Convicciones democráticas
Buyoya recordó ayer que no ha renegado de sus convicciones democráticas. No en vano fue él quien dio pasos innegables hacia el multipartidismo al convocar las elecciones que en junio de 1993 permitieron por primera vez el acceso de un hutu, Melchior Ndadaye, a la presidencia del país. Buyoya aceptó democráticamente su derrota y se eclipsó del horizonte político. Claro, que entonces empezó para Burundi una pendiente de sangre y muerte en la que los extremistas de ambas etnias no han cesado de dejar de lado la cosecha de café -principal industria del país- en favor de la menos lucrativa y más suicida de la sangre.Militares tutsis (prácticamente el 95% del Ejército, de la magistratura y de la Administración está en manos de la etnia minoritaria) derrocaron y asesinaron a Ndadaye cuando acababa de cumplir sus primeros 100 días de gobierno. Las organizaciones humanitarias hablan de hasta 150.000 muertos desde entonces, civiles en su mayor parte.

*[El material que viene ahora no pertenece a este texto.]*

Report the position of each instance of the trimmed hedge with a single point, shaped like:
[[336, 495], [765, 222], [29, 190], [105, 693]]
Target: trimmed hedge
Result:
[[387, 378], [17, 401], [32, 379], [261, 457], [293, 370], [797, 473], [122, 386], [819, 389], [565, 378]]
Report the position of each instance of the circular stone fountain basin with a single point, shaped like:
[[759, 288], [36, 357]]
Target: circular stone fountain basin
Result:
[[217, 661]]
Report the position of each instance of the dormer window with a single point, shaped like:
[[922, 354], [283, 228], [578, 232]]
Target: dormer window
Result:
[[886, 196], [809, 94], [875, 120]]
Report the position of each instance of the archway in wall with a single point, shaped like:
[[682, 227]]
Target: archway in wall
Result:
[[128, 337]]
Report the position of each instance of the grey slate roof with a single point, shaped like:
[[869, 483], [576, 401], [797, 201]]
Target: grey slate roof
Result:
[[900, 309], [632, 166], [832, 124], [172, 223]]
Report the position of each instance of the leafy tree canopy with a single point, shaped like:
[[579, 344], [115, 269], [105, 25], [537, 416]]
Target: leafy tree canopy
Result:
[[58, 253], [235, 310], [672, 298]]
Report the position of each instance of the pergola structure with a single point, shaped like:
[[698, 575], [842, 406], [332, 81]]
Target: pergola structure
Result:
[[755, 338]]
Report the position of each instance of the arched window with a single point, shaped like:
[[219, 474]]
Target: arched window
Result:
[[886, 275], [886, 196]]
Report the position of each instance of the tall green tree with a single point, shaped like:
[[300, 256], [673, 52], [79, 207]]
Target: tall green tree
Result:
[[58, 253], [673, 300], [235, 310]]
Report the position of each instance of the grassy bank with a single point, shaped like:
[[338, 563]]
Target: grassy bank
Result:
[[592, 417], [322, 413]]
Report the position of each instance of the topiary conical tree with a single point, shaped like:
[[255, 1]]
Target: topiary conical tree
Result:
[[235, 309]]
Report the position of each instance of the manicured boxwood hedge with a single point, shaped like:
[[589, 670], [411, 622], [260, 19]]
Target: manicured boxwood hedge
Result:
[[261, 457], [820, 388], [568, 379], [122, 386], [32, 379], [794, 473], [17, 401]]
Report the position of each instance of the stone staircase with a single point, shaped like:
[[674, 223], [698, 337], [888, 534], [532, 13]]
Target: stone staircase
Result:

Aunque el golpe contra Ndadaye fracasó, el difícil equilibrio en un Ejecutivo formado por tutsis y hutus no logró la pacificación del país. La gota que colmó el vaso de la desconfianza fue la decisión de enviar una fuerza interafricana de pacificación para poner término a las matanzas. Los radicales de ambas etnias calificaron la idea de "invasión" y prometieron atacar como a un Ejército enemigo a las tropas que en principio debían integrar Tanzania, Uganda, Zimbabue, Etiopía y otros países africanos.
La sangre no ha dejado de correr a raudales este mes, desde que el pasado 4 de julio una plantación de té fuera asaltada por los milicianos hutus: más de 80 personas, mujeres y niños tutsis en mayoría, perdieron la vida. Cada matanza de la guerrilla hutu es expeditivamente vengada, o bien por el propio Ejército o bien por las milicias tutsis, casi siempre instigadas por Bagaza, que confiaba en hacerse con el poder y que no oculta su rabia ante la decisión de los militares de' entregar el poder a Buyoya. La balcanización del país (con los tutsis en las ciudades y los hutus en las colinas) ha sido galopante.
Tras una nueva matanza de los extremistas hutus, que el 20 de julio mataron a más de 300 tutsis (también en su mayor parte mujeres y niños) en el campo de refugiados de Bugendana, en el centro del país, los acontecimientos se precipitaron. El presidente, Sylvestre Ntinbantunganya, un hutu moderado; se encontró con una lluvia de piedras cuando el 23 de julio viajó a Bugendana para tomar parte en el funeral. A su regreso a Bujumbura, los rumores de golpe eran tan intensos que optó por refugiarse en la Embajada de Estados Unidos. Al día siguiente, la Unión por el Progreso Nacional (Uprona), el principal partido tutsi, denunció los pactos de Gobierno por los que compartía el poder con los hutus.
El Consejo de Seguridad de la ONU advirtió contra cualquier tentación de acortar camino mediante un golpe de Estado. Fue en vano. El 25 de julio, Buyoya, un militar tutsi, presidente entre 1987 y 1993, fue nombrado presidente interino. La calma reina en Bujuníbura. Pero la noche, densa y oleaginosa, trae no sólo oscuridad, sino grandes sombras de incertidumbre sobre el futuro de este diminuto país, con forma de corazón y superpoblado.